[MRG+1] Changes default for return_train_score to False by thechargedneutron · Pull Request #9677 · scikit-learn/scikit-learn

thechargedneutron · 2017-09-02T23:34:16Z

Reference Issue

Fixes #9621

What does this implement/fix? Explain your changes.

Changes the default value of return_train_score to warn. Raises a warning if train score takes more time.

Any other comments?

The warning message needs improvement.

…into searchcv

thechargedneutron · 2017-09-02T23:56:08Z

@jnothman Kindly suggest a suitable warning message.
Also please review. I guess this would need a lot of changes, mostly in documentations.

jnothman · 2017-09-03T03:23:03Z

sklearn/model_selection/_validation.py

                                  is_multimetric)
+            score_train_time = time.time() - start_time - fit_time - score_time
+            if (score_train_time >= 0.1*fit_time and
+               time.time() - start_time) > 5:


Parentheses in a strange place here...

And can't compare absolute time to 5 in a single fit. It will often only be a substantial amount of time over a large number of fits, as in the raising issue.
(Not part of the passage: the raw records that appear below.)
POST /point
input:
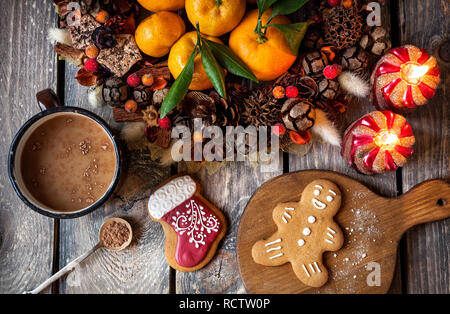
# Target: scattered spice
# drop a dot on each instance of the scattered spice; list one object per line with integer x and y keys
{"x": 115, "y": 234}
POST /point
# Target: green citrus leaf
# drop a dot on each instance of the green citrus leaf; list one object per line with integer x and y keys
{"x": 213, "y": 69}
{"x": 294, "y": 33}
{"x": 230, "y": 61}
{"x": 180, "y": 86}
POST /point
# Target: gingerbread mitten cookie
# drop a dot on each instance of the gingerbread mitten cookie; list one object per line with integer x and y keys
{"x": 305, "y": 230}
{"x": 192, "y": 225}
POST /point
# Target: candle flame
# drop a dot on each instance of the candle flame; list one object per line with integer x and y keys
{"x": 386, "y": 140}
{"x": 416, "y": 72}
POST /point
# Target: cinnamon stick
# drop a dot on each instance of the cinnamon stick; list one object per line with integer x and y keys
{"x": 121, "y": 115}
{"x": 69, "y": 52}
{"x": 159, "y": 69}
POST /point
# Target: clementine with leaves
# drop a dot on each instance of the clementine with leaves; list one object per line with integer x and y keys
{"x": 268, "y": 56}
{"x": 179, "y": 56}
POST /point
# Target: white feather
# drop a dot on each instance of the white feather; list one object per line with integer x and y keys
{"x": 326, "y": 129}
{"x": 354, "y": 84}
{"x": 57, "y": 35}
{"x": 94, "y": 97}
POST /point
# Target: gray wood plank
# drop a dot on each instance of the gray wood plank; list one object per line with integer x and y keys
{"x": 229, "y": 189}
{"x": 27, "y": 66}
{"x": 426, "y": 24}
{"x": 327, "y": 157}
{"x": 141, "y": 268}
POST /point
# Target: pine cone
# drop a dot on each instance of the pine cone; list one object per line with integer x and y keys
{"x": 213, "y": 109}
{"x": 354, "y": 59}
{"x": 261, "y": 109}
{"x": 313, "y": 63}
{"x": 114, "y": 92}
{"x": 342, "y": 27}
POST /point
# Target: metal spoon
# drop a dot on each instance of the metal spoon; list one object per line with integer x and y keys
{"x": 69, "y": 267}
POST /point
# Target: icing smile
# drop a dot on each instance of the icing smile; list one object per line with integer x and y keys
{"x": 318, "y": 204}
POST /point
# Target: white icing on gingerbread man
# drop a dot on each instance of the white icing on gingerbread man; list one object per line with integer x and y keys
{"x": 305, "y": 233}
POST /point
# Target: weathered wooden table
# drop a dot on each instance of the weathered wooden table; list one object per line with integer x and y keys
{"x": 32, "y": 247}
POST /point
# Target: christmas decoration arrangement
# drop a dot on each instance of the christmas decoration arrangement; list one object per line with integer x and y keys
{"x": 380, "y": 141}
{"x": 192, "y": 225}
{"x": 313, "y": 217}
{"x": 161, "y": 71}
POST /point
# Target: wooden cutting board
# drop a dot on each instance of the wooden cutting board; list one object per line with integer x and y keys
{"x": 372, "y": 226}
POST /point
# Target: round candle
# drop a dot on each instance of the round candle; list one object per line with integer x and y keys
{"x": 404, "y": 78}
{"x": 380, "y": 141}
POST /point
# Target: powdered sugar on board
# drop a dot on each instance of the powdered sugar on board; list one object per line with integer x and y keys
{"x": 349, "y": 264}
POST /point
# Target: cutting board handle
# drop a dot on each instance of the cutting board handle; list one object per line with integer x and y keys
{"x": 426, "y": 202}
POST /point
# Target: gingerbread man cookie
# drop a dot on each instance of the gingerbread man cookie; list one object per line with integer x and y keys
{"x": 192, "y": 225}
{"x": 306, "y": 229}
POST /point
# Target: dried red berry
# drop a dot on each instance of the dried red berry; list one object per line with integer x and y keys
{"x": 164, "y": 123}
{"x": 291, "y": 91}
{"x": 331, "y": 71}
{"x": 334, "y": 3}
{"x": 133, "y": 80}
{"x": 279, "y": 129}
{"x": 278, "y": 92}
{"x": 91, "y": 65}
{"x": 151, "y": 133}
{"x": 131, "y": 106}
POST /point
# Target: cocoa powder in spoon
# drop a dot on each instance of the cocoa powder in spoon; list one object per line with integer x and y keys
{"x": 115, "y": 234}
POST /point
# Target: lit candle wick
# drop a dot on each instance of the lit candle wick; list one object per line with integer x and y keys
{"x": 416, "y": 72}
{"x": 386, "y": 140}
{"x": 413, "y": 73}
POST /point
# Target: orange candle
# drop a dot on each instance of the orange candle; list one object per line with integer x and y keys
{"x": 404, "y": 78}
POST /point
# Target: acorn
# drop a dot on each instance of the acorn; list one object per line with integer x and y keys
{"x": 298, "y": 114}
{"x": 114, "y": 92}
{"x": 328, "y": 89}
{"x": 142, "y": 95}
{"x": 313, "y": 63}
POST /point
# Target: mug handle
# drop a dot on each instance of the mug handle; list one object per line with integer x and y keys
{"x": 47, "y": 99}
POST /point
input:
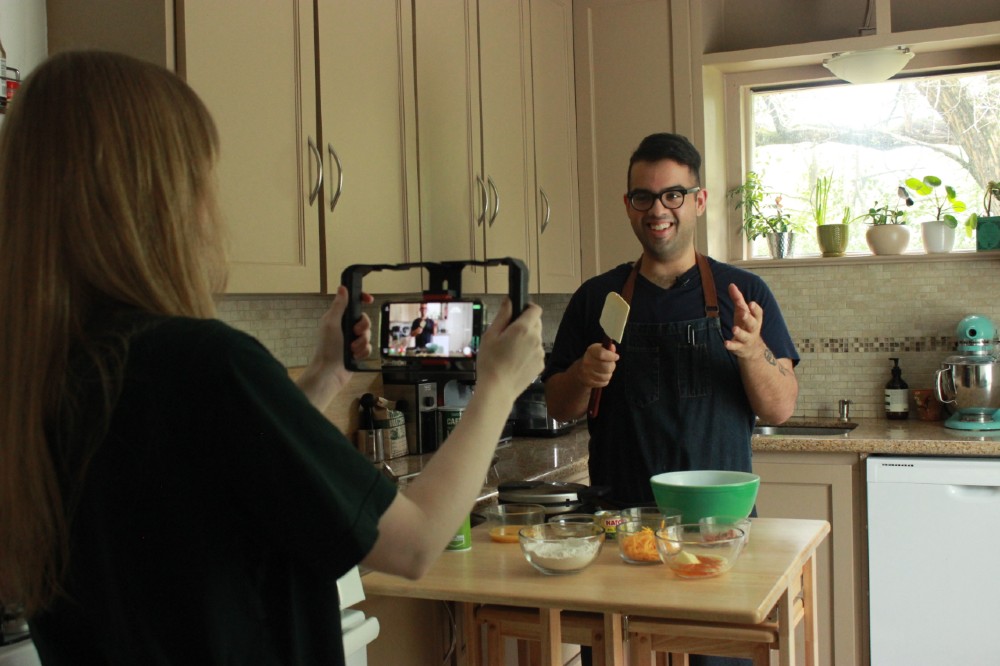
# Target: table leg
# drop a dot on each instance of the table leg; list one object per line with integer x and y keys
{"x": 551, "y": 635}
{"x": 471, "y": 653}
{"x": 809, "y": 611}
{"x": 786, "y": 629}
{"x": 614, "y": 652}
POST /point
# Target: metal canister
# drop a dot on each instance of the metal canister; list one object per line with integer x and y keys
{"x": 450, "y": 416}
{"x": 610, "y": 520}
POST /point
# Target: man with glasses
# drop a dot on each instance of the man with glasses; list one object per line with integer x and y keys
{"x": 704, "y": 352}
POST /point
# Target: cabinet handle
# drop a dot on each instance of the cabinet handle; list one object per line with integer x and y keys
{"x": 496, "y": 199}
{"x": 485, "y": 200}
{"x": 314, "y": 149}
{"x": 340, "y": 176}
{"x": 548, "y": 211}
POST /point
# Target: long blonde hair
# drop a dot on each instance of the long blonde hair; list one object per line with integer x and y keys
{"x": 107, "y": 205}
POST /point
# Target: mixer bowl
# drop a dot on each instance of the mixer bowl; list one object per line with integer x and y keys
{"x": 970, "y": 384}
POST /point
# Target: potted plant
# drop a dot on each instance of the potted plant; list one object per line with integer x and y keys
{"x": 832, "y": 238}
{"x": 988, "y": 227}
{"x": 762, "y": 219}
{"x": 887, "y": 234}
{"x": 939, "y": 233}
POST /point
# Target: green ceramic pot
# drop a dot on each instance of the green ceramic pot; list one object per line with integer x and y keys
{"x": 988, "y": 233}
{"x": 833, "y": 239}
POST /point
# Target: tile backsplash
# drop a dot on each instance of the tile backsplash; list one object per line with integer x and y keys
{"x": 847, "y": 320}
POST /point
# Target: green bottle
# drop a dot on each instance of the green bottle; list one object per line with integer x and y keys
{"x": 897, "y": 395}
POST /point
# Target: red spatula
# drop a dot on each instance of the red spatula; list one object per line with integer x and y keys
{"x": 613, "y": 318}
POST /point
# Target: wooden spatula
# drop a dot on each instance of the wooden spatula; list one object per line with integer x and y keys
{"x": 614, "y": 315}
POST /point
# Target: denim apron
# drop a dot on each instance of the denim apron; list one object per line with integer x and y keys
{"x": 675, "y": 402}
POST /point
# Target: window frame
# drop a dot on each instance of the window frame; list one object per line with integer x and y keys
{"x": 737, "y": 140}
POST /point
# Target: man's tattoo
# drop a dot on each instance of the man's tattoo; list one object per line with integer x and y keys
{"x": 769, "y": 357}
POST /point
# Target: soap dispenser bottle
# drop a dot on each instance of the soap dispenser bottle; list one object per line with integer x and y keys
{"x": 897, "y": 394}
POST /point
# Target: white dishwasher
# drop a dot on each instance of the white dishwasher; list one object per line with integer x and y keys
{"x": 934, "y": 559}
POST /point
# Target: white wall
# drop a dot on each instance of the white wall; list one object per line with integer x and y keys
{"x": 22, "y": 29}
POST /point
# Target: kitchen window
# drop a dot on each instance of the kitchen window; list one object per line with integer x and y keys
{"x": 870, "y": 139}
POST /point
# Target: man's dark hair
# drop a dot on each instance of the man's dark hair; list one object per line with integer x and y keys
{"x": 663, "y": 146}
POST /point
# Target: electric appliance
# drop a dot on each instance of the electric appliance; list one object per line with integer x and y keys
{"x": 969, "y": 382}
{"x": 418, "y": 400}
{"x": 934, "y": 595}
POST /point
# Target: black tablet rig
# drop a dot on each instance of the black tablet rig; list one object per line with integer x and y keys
{"x": 445, "y": 286}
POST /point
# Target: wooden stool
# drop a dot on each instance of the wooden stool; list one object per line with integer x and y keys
{"x": 649, "y": 636}
{"x": 524, "y": 624}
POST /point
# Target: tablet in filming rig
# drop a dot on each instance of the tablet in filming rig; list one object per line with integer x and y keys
{"x": 447, "y": 353}
{"x": 429, "y": 329}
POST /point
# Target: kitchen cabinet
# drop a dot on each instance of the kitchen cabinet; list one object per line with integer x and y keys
{"x": 634, "y": 76}
{"x": 254, "y": 67}
{"x": 557, "y": 217}
{"x": 368, "y": 128}
{"x": 482, "y": 131}
{"x": 825, "y": 486}
{"x": 294, "y": 87}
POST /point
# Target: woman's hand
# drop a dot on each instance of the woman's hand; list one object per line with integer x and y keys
{"x": 510, "y": 354}
{"x": 326, "y": 373}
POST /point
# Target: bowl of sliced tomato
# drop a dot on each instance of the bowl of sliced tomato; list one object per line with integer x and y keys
{"x": 699, "y": 550}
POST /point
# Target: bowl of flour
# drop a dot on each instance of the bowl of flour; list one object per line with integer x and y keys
{"x": 561, "y": 548}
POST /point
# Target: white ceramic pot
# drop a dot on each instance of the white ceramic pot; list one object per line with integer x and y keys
{"x": 938, "y": 237}
{"x": 887, "y": 238}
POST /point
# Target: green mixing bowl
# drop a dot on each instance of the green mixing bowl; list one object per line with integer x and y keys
{"x": 706, "y": 493}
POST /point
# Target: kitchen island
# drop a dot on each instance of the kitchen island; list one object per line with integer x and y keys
{"x": 768, "y": 592}
{"x": 818, "y": 478}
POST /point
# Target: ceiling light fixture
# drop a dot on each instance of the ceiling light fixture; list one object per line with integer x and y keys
{"x": 868, "y": 66}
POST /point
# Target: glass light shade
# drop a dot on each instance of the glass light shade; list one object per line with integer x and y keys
{"x": 868, "y": 66}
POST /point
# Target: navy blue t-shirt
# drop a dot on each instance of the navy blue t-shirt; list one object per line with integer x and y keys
{"x": 580, "y": 326}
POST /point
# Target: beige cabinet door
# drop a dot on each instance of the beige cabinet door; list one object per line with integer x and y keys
{"x": 557, "y": 220}
{"x": 253, "y": 64}
{"x": 625, "y": 91}
{"x": 454, "y": 200}
{"x": 507, "y": 155}
{"x": 368, "y": 125}
{"x": 476, "y": 156}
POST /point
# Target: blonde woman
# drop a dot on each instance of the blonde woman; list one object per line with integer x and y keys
{"x": 167, "y": 494}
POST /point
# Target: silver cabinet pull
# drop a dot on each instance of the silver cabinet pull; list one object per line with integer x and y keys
{"x": 496, "y": 199}
{"x": 485, "y": 200}
{"x": 314, "y": 149}
{"x": 340, "y": 176}
{"x": 548, "y": 211}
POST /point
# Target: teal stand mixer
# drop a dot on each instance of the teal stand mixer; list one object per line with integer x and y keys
{"x": 969, "y": 381}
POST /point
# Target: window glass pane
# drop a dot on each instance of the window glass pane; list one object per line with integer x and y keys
{"x": 870, "y": 139}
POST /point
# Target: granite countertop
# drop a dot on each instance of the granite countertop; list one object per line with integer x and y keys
{"x": 906, "y": 437}
{"x": 564, "y": 458}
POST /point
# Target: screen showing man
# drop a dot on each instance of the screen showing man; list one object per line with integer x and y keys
{"x": 448, "y": 329}
{"x": 422, "y": 329}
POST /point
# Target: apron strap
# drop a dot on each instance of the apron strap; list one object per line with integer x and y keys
{"x": 708, "y": 287}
How about adding a new variable alongside return_train_score in BaseSearchCV, containing the time of the first call to GridSearchCV. Also we need to pass that time variable to the _fit_and_score function.

…into searchcv

thechargedneutron · 2017-09-03T08:12:11Z

@jnothman Added a parameter in the function which takes care of the actual start time of GridSearchCV. Please see if this is valid or not.

jnothman

It's not a bad approach, but I suspect it won't receive the consensus to get merge, just because it makes the _fit_and_score interface more messy...

@amueller, what do you think of this approach?

jnothman · 2017-09-03T11:13:48Z

sklearn/model_selection/_validation.py

            train_scores = _score(estimator, X_train, y_train, scorer,
                                  is_multimetric)
+            score_train_time = time.time() - start_time - fit_time - score_time
+            if score_train_time >= 0.1*fit_time and time.time() - grid_search_start_time> 5:


This still may mean that training score calculation time took only .5 of a second, which I don't think is quite enough. Maybe better would be to (naively) estimate overall training score time: (time.time() - grid_search_start_time) * score_train_time / (fit_time + score_time + score_train_time) > 5..?

thechargedneutron · 2017-09-03T11:21:06Z

@jnothman I also agree upon the fact that it makes the _fit_and_score method more messy. But I could not find and alternative to keep track of total time that GridSearchCV would take. You or @amueller may suggest a way which serves the purpose without changing _fit_and_score interface.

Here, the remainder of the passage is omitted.